I had the pleasure of interviewing Tyson Adams, the visionary, founder and philanthroper behind Jhai Coffee House, in Laos.
Jhai Coffee House is the world’s first completely philanthropic coffee roaster & café, located at the source. Jhai educates farmers on specialty coffee practices, purchases directly from farmers & invests 100% of net profits into water & hygiene solutions at schools within the community. They believe access to clean water is a fundamental human right; their mission is to bring 63 schools on the Bolaven Plateau hygiene education and clean water by the end of 2015.
I was first introduced to Tyson’s work at Misfit Conference 2014 in Fargo, ND. I have since then been following his journey and have been blown away. Check out the interview below to learn why:
What is one of the toughest lessons you’ve learned in your experience with your current venture/project?
‘Saving face’ in Asian culture is a huge part of how they exist. This often permits the unloving to lie, cheat and steal, without anyone stopping or condemning their behavior. When they are caught in the wrong, they just stop their behavior and everyone still smiles and accepts them to be around. In my western mind, I feel that these people need to be stopped. Called out. Confronted. My ways use to collide regularly but little by little I’ve adapted over living here for 16 months.
Who is someone you look up to and why?
I look up to Paul Katzeff, Founder of Thanksgiving Coffee. He began his company when he was my age and he is now 73. He pioneered Fair Trade and has empowered many coffee communities around the world. We also sell Jhai coffee at Thanksgivingcoffee.com through the friendship and partnership that he and I have formed over the past six years.
What makes Jhai Coffee House unique?
So many things. But the most important is that because Jackie (Country Manager, Roast Manager) and my salaries are covered by an NGO in Portland, called Vibrant Village, 100% of Jhai profits are reinvested back into the community. To put this in perspective, we purchase a $6 kilo of coffee from the cooperative, roast it and brew it for tourists and it becomes $60. That means a 10x increase in value by us being here. This money is invested into clean water wells and hygiene education for the kids who grow up in this coffee community.

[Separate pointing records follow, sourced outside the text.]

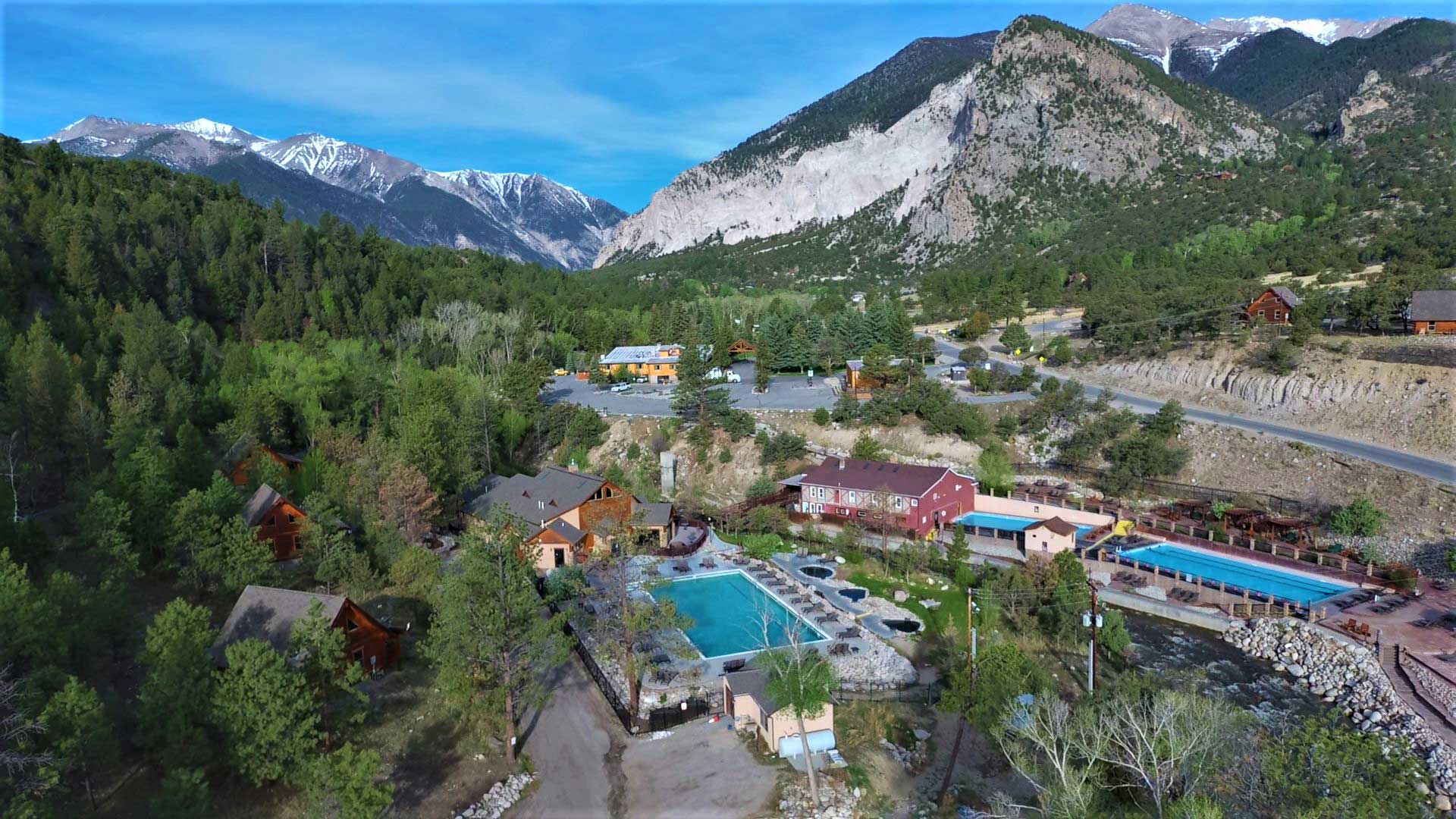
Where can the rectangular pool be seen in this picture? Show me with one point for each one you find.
(1006, 522)
(1285, 585)
(728, 614)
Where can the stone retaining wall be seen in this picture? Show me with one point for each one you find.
(1350, 678)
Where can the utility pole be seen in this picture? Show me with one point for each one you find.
(1092, 620)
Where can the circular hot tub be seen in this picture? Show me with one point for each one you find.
(819, 572)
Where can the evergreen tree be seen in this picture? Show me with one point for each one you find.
(329, 673)
(488, 642)
(177, 694)
(265, 714)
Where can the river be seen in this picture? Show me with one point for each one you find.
(1184, 651)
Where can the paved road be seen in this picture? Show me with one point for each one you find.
(785, 392)
(1386, 457)
(577, 746)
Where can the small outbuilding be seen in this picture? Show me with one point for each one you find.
(1050, 537)
(753, 710)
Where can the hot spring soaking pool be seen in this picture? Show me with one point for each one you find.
(726, 610)
(1302, 589)
(1005, 522)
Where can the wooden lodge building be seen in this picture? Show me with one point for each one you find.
(1276, 305)
(918, 500)
(270, 614)
(566, 510)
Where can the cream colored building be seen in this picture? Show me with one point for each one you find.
(752, 710)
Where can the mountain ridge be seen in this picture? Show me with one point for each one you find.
(1044, 101)
(541, 221)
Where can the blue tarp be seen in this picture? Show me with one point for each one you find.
(794, 746)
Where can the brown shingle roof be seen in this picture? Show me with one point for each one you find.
(868, 475)
(1433, 305)
(1055, 525)
(268, 614)
(551, 493)
(258, 506)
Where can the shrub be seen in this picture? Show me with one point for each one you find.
(1360, 518)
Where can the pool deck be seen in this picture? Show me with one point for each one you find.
(718, 557)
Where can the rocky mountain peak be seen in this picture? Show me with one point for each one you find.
(1046, 101)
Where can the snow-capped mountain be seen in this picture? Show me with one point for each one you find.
(1323, 33)
(927, 152)
(1191, 50)
(522, 216)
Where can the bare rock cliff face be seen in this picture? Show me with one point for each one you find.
(1049, 98)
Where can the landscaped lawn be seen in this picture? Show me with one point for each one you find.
(951, 614)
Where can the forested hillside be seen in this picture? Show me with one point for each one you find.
(155, 327)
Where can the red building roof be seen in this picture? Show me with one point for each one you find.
(870, 475)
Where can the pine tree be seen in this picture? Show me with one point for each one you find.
(265, 713)
(178, 689)
(488, 640)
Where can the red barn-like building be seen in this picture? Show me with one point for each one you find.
(918, 500)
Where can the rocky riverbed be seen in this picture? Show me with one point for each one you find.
(1350, 678)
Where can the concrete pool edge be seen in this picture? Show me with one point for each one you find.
(769, 594)
(1310, 576)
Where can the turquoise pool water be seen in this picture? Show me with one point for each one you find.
(1005, 522)
(1283, 585)
(726, 610)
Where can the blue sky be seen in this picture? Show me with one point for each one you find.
(610, 98)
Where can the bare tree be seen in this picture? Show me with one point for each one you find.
(19, 764)
(12, 472)
(1047, 744)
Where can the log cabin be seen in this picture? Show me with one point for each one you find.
(1276, 305)
(1433, 312)
(268, 614)
(274, 519)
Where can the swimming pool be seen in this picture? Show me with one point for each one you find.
(1006, 522)
(727, 614)
(1285, 585)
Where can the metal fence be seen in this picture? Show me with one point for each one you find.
(1174, 488)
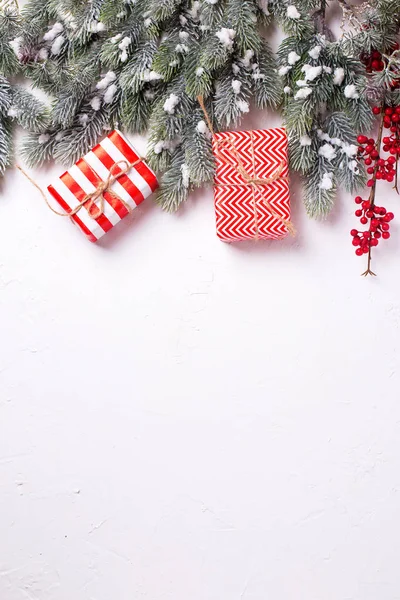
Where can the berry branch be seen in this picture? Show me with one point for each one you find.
(380, 169)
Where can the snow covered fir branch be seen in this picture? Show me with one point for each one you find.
(17, 105)
(141, 64)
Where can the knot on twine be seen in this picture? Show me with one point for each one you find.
(95, 211)
(252, 180)
(103, 187)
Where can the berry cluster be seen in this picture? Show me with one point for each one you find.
(379, 168)
(379, 226)
(374, 62)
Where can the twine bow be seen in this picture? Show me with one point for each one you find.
(251, 180)
(103, 187)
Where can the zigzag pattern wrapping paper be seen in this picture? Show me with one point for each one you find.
(262, 153)
(84, 177)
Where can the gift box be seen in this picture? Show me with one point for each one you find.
(104, 186)
(251, 185)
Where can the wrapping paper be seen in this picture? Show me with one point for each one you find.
(94, 168)
(240, 207)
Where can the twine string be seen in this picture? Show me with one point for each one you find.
(249, 179)
(117, 170)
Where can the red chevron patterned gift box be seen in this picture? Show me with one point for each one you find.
(251, 185)
(104, 186)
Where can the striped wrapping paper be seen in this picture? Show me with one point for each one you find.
(240, 210)
(84, 177)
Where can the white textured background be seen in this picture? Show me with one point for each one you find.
(187, 420)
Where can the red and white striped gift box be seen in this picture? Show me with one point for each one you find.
(94, 168)
(240, 208)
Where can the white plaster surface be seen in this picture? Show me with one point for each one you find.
(188, 420)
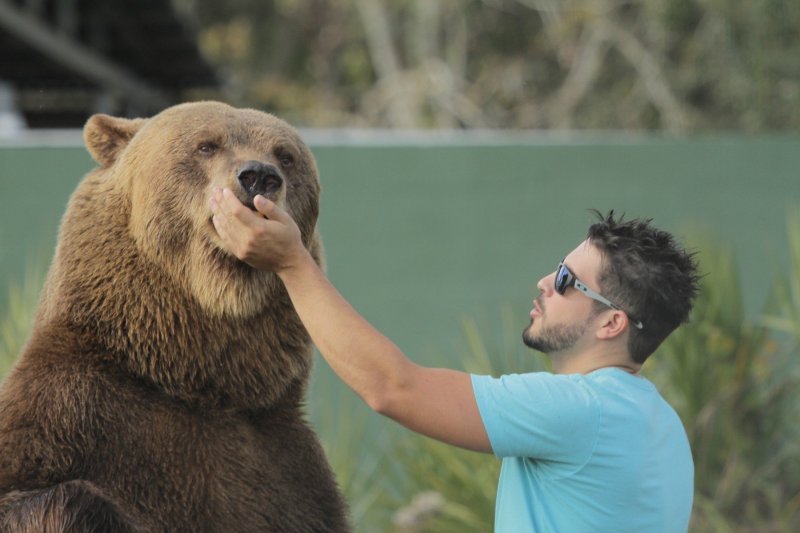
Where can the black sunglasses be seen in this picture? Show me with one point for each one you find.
(565, 279)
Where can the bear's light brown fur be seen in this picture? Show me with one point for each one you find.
(162, 385)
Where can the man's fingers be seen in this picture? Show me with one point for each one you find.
(270, 209)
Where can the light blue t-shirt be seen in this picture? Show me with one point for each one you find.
(586, 453)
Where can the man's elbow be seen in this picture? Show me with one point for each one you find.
(390, 397)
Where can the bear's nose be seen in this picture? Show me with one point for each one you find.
(256, 178)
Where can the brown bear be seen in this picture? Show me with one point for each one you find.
(163, 384)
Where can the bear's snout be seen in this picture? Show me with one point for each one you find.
(256, 177)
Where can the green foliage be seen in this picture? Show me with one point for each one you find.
(16, 317)
(735, 387)
(673, 65)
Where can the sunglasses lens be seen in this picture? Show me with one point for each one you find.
(562, 279)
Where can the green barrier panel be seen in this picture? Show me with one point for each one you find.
(419, 236)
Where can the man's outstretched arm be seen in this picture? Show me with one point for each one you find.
(436, 402)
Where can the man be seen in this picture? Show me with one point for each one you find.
(592, 447)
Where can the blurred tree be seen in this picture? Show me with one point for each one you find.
(671, 65)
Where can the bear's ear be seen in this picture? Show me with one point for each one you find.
(106, 136)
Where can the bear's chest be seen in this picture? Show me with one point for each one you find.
(212, 469)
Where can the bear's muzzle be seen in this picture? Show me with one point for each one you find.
(255, 178)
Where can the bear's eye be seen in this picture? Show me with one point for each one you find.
(286, 159)
(207, 147)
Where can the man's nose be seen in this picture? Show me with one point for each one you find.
(546, 283)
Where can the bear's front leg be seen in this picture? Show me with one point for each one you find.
(74, 506)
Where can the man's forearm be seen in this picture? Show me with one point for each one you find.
(366, 360)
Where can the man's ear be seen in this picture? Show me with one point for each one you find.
(613, 323)
(106, 136)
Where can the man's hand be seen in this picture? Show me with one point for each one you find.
(272, 243)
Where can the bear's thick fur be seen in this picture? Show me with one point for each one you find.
(162, 385)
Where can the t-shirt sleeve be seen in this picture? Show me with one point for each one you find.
(538, 415)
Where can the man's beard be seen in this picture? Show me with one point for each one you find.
(554, 338)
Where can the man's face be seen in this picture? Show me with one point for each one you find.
(560, 323)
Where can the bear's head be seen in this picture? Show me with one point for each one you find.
(166, 167)
(141, 277)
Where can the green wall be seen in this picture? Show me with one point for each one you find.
(420, 234)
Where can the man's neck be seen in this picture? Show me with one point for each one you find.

What’s your “go-to” place for inspiration?
What advice would you give someone just starting out on their own path?
[Tweet “You must step into the unknown in order for anything to happen. @jhaicoffeehouse”]
When you begin on a path, you will only be able to see about 25-30%, so stop trying to have the stars aligned before you begin or take your next step. You must step into the unknown in order for anything to happen. Before something is known, it first was unknown and I like to embrace this mentality regularly. I’ve never built a school before. However, I’m sure that in a few weeks, I’ll learn. And through that experience, the 25% of foresight will become more clear and likely will reach 100% at the completion of the school.
What dreams and passions are you focusing on for the future?
Right now my view of the future is quite tunnel vision. Jhai’s first school in March and then 5 more water wells and 20 hygiene programs before Fargo. I’m also starting a side business building my own brand of coconut oil where I will be importing it from Thailand and selling it on Amazon. That is a passive income business that will help me pay my bills so I can continue working at Jhai and seeing the world without worrying about a paycheck.
More about Tyson: Combining his passion for philanthropy and entrepreneurship, Tyson began working to solve education and clean water projects in Laos three years ago. Today, he continues to remind himself and others that clean water and education are human rights, not privileges.